Son was alarmed over salaries for father's nurses
Chris Marder testified Tuesday that he had asked his father's accountant to keep an eye out for unusual checks written by his wealthy father.
The accountant told him in 2005 that the salary his father was paying his head personal nurse, Mary Williams, was "going through the roof," he said.
The testimony came during the second day of Williams' trial in Lake County circuit court on charges of financial exploitation of an elderly person.
Williams, 70, of Reno, Nev., is charged with using her position as an employee of S. Edward Marder since 1992 to enrich herself at the expense of an ailing man she manipulated.

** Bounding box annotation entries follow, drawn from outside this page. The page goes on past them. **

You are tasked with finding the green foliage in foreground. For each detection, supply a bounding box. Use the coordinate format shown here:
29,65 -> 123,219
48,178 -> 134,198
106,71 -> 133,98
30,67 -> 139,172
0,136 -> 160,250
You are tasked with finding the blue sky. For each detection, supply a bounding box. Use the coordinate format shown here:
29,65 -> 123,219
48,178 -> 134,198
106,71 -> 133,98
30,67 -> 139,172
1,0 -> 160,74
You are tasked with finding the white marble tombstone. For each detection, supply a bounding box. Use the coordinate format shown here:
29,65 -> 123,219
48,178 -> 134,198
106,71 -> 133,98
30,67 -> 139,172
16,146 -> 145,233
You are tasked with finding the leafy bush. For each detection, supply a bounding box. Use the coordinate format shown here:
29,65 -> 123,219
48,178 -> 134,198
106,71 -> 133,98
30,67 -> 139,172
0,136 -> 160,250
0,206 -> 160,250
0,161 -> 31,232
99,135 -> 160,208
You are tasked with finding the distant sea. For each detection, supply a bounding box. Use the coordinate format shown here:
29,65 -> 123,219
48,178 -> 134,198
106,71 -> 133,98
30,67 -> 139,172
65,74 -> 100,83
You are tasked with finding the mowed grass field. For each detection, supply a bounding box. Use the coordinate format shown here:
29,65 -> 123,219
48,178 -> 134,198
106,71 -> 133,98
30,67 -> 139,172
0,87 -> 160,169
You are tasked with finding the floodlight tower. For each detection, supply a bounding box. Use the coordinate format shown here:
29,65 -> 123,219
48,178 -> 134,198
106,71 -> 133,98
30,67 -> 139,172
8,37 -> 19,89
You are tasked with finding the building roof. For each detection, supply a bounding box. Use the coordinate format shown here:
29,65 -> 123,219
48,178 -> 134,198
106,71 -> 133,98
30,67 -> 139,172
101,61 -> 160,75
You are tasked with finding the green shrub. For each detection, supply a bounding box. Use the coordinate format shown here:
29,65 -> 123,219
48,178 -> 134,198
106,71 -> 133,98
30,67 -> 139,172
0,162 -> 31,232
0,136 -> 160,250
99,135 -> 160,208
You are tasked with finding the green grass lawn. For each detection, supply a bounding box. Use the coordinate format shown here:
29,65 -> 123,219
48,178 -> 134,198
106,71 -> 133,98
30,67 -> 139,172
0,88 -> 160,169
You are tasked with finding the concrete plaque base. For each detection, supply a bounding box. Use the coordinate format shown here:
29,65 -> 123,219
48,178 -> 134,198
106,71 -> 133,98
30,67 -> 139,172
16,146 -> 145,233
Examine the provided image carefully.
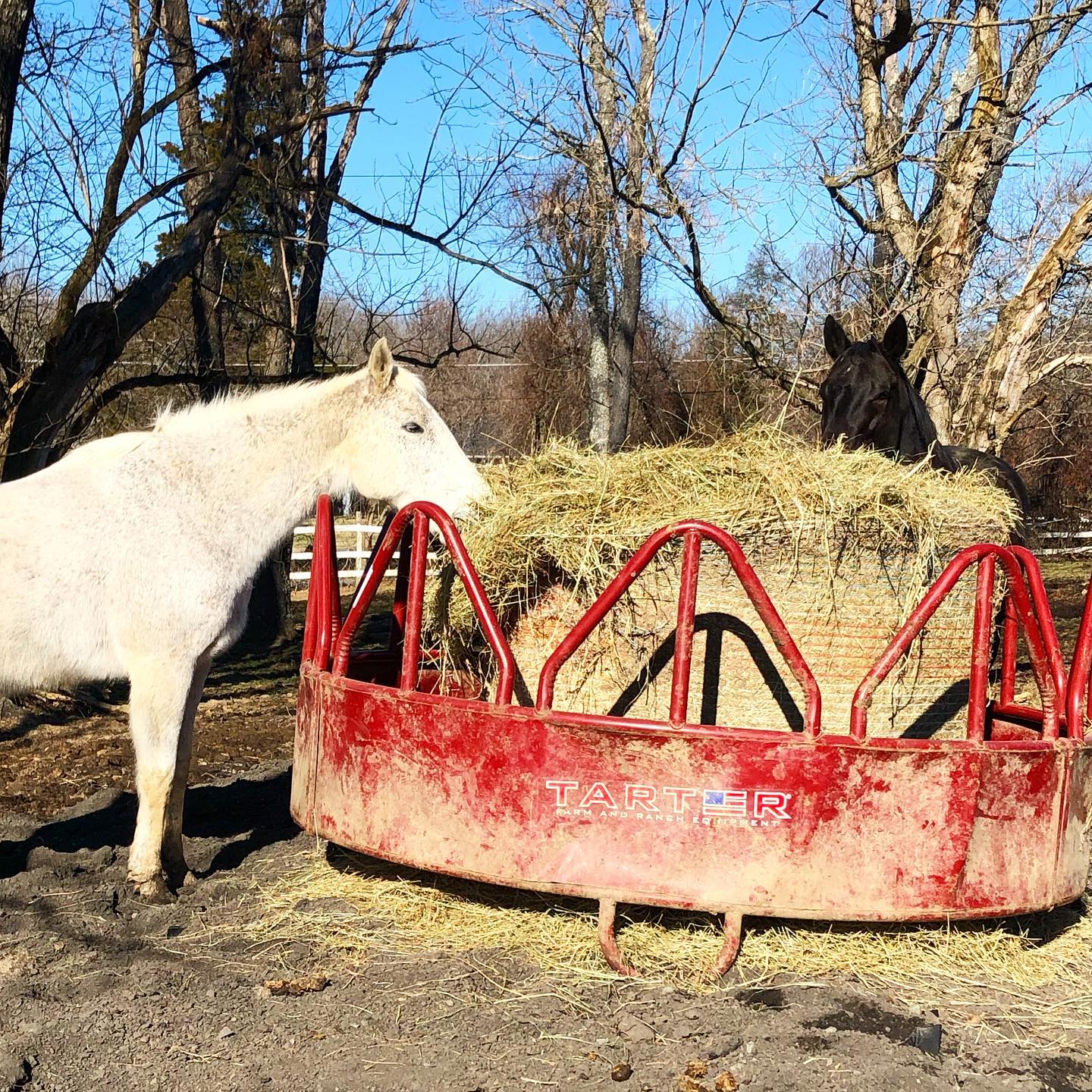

Answering questions from Assistant State's Attorney Christen Bishop, Marder said his father had as many as six nurses employed, first to care for his wife who died in 2002.
Williams was the head nurse and had ingratiated herself into his father's personal finances to the point where she was writing most of the checks to pay household expenses.
In 2004, prosecutors say Williams was paid a salary of $459,000 and Marder decided to exercise some oversight into his father's spending.
After monitoring skyrocketing household expenses for more than a year, Marder said he obtained an order of protection against Williams and two other nurses that barred them from entering his father's Highland Park house.
Not long afterward, he said, jewelry and art belonging to his father and late mother were found at Williams' house in Reno.
But defense attorney Thomas Breen of Chicago had Marder go through a list of trips his father had taken in 2004 and 2005, which included a several-weeks stay in Naples, Fla., and nearly a month in Palm Beach.
S. Edward Marder, who died in 2007, stayed at the finest hotels when he traveled, Breen pointed out to Marder, and because the nurses traveled with him they did as well.
Breen suggested to Associate Judge George Bridges, who is hearing the case without a jury, that Williams' salary was increasing dramatically because Marder was paying her for the time she spent on the road with him.
Williams faces up to 15 years in prison if convicted, but would also be eligible for probation.
Testimony is expected to continue today.